To interpolate the charge on GPU, we assigned one thread to every atom in the system with a block size of 64. The small block size was chosen as the number of atoms in the system was on the order of 1000, and it is better to launch multiple blocks to fully saturate the GPU's compute capabilities. Each thread calculated an atom's contribution to the $n^3$ neighboring mesh points. Because multiple atoms can contribute to the same cell, we used the atomic add operation to avoid data races.

The charge interpolation kernel was tested with the same salt crystals and showed the expected linear scaling with the number of atoms as shown in Fig 1. The first few data points do not scale well as the kernel launch time is comparable to the compute time, and only a few streaming multiprocessors (SMs) are active.

Fig 4: Charge interpolation kernel scaling with the number of atoms.

Reciprocal Space Sum

The reciprocal space took advantage of the high-level Julia wrapper of the FFTW library to call the CuFFT library.
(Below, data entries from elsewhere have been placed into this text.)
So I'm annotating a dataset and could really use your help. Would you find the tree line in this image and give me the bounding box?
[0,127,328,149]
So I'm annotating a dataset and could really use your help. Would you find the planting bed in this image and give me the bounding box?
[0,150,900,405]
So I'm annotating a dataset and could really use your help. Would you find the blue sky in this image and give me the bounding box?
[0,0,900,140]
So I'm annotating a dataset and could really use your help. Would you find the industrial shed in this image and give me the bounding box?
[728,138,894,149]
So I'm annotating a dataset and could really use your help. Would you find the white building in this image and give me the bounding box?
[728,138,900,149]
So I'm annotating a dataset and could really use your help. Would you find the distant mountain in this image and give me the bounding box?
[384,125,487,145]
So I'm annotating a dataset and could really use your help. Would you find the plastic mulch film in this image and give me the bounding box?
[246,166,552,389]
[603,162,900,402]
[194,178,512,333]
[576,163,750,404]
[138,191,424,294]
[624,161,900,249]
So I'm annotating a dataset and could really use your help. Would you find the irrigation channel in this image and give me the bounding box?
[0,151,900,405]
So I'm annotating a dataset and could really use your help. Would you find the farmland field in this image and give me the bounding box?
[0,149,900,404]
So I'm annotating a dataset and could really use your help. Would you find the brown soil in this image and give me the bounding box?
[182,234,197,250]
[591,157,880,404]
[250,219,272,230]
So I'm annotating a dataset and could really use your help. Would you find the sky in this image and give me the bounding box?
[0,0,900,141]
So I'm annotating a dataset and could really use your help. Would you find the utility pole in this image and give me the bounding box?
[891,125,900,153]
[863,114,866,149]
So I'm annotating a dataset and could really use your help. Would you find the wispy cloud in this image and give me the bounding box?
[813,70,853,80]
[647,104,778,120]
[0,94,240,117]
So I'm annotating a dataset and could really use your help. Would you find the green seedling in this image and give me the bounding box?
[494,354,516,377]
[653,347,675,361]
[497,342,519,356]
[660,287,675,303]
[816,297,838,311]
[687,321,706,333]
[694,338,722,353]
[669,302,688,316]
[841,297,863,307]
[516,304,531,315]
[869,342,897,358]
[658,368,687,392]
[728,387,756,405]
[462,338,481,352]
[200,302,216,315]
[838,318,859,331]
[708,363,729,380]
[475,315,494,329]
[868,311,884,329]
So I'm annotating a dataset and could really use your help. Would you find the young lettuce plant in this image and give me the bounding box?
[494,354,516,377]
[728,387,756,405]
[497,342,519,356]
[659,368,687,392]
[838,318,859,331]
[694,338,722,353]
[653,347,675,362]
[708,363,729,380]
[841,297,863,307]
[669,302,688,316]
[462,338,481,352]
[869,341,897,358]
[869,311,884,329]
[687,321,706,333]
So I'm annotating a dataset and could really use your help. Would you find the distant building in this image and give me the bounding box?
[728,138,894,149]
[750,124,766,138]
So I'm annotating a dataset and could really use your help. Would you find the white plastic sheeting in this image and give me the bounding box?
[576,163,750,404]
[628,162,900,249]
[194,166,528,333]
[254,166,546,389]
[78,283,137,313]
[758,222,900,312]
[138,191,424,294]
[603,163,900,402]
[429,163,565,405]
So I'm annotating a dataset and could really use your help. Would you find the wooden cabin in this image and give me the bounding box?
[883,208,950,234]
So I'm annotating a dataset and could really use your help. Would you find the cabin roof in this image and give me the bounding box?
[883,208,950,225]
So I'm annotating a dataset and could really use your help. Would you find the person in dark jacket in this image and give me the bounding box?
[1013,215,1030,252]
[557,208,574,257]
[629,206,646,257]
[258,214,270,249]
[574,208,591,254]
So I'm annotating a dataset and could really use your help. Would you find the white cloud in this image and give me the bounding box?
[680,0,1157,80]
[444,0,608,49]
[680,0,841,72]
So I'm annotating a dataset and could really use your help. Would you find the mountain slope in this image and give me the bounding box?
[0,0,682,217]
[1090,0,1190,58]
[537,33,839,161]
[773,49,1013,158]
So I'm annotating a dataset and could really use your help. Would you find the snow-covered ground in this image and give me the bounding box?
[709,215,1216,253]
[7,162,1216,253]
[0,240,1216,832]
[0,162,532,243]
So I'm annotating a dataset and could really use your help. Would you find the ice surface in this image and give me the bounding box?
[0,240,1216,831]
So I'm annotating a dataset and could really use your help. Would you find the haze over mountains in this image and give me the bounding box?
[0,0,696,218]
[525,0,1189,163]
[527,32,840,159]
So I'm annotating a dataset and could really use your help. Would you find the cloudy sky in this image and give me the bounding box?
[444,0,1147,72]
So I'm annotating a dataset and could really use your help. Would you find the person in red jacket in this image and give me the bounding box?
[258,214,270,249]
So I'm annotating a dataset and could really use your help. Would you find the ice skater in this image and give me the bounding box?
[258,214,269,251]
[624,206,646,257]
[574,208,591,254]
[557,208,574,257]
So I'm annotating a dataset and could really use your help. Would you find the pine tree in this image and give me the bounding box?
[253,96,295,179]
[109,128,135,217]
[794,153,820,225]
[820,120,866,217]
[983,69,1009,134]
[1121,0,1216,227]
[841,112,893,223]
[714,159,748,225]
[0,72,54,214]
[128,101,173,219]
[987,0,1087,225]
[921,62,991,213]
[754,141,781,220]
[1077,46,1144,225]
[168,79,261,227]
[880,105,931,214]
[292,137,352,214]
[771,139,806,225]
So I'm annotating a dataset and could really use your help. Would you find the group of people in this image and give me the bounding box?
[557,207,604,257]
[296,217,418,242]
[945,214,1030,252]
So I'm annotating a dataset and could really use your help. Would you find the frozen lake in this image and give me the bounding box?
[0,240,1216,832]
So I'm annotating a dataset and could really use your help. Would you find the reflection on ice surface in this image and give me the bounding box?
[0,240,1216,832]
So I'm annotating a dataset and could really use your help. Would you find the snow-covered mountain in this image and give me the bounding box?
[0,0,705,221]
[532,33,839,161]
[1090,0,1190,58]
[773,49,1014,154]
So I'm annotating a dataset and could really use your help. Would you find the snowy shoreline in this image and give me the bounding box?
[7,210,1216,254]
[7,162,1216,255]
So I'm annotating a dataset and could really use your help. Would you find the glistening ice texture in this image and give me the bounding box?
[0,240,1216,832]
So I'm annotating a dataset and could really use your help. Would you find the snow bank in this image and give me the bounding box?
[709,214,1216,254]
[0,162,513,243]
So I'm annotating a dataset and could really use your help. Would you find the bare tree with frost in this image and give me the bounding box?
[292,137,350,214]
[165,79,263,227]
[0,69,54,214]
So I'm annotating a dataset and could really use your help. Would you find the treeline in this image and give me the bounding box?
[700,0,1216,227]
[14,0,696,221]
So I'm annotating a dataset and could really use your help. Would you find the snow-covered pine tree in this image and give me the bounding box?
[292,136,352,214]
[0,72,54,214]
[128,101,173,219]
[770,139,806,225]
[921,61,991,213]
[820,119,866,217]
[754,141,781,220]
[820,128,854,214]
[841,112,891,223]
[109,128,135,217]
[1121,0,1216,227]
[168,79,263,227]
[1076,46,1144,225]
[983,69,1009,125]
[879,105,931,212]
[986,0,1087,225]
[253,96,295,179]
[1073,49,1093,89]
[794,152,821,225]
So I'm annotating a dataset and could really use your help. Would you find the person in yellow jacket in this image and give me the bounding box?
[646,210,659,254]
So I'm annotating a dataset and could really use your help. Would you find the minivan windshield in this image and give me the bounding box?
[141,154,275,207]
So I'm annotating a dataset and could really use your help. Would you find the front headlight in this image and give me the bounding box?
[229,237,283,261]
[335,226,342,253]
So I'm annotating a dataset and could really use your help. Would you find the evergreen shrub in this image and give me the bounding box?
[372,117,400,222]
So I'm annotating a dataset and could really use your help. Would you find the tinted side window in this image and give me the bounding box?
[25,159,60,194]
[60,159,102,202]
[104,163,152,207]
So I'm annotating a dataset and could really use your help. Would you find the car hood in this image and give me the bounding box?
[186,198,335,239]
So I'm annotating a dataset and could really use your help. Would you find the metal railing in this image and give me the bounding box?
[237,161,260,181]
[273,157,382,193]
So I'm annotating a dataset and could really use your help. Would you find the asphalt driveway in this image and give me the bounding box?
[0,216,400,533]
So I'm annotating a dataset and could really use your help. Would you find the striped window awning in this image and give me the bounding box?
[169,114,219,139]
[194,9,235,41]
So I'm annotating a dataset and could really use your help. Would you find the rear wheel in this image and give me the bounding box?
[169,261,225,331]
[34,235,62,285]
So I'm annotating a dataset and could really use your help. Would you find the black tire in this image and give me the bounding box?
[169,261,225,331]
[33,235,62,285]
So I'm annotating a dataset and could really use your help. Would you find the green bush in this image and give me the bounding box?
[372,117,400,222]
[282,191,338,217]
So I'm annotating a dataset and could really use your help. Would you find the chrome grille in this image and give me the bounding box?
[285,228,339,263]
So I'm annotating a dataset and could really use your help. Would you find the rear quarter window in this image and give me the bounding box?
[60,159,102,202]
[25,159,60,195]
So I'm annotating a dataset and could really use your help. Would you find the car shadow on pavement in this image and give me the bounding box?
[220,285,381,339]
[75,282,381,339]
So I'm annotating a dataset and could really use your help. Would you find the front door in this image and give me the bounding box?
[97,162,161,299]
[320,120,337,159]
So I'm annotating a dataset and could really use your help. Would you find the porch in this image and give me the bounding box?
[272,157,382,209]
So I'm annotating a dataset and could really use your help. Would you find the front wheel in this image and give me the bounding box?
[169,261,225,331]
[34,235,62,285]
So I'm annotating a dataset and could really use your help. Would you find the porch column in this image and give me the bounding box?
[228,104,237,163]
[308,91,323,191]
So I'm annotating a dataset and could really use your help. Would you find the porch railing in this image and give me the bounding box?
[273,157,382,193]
We simply moved the interpolated charge array to the GPU and called the appropriate FFT and IFFT functions. To optimize the calculation, we chose the mesh spacing to be a factor of 2, 3, or 5 as stated by the CUDA documentation.

Overall Performance

Combining the real space, charge interpolation, and reciprocal space into one code, we observe a final scaling that matches LAMMPS with a lower constant factor. Figure 5 shows the comparison of the energy loop in LAMMPS compared to our energy loop on a GPU. Both show $N\log N$ scaling, demonstrating the importance of the FFT code. Our GPU code outperforms the LAMMPS simulation with a speed-up of 6x at 9 unit cells. The performance gap will continue to grow as the system size increases, demonstrating the importance of using a GPU to run large MD simulations. For the systems studied here, adding extra CPU cores will allow the CPU code to easily match the GPU code; however, in systems with many tens of thousands of atoms, the GPU speed-up will be more than the number of cores on a CPU.

Fig 5: Full simulation benchmark of GPU code compared to LAMMPS on 1 CPU core.

Conclusions:

We successfully implemented SPME on a GPU using the CUDA.jl library. Our code not only demonstrates the superiority of GPU’s for large-scale MD simula- tions, but also the maturity of the Julia ecosystem for GPU programming. In the salt system tested, the GPU routinely outperformed the LAMMPS program when the system had more than 1000 atoms with a maximum speed up of 6x for the 9 unit cell system. The main bottleneck in our code is the FFT implementation which has NlogN scaling. This kernel cannot be optimized much as it is part of the CUDA library; however, we can hide that computational cost by performing computation on the CPU at the same time or by using multiple GPUs. In the future, we would like to add support for multiple GPU’s and also make it agnostic of which GPU back-end is used (e.g. CUDA vs. AMD). Furthermore, optimizing the real-space kernel would have benefits beyond SPME. This kernel is generally useful for all non-bonded MD interactions and could ac- celerate other portions of the simulation. With these changes our code could rival the speed and flexibility of other GPU codes like OpenMM and GROMACS.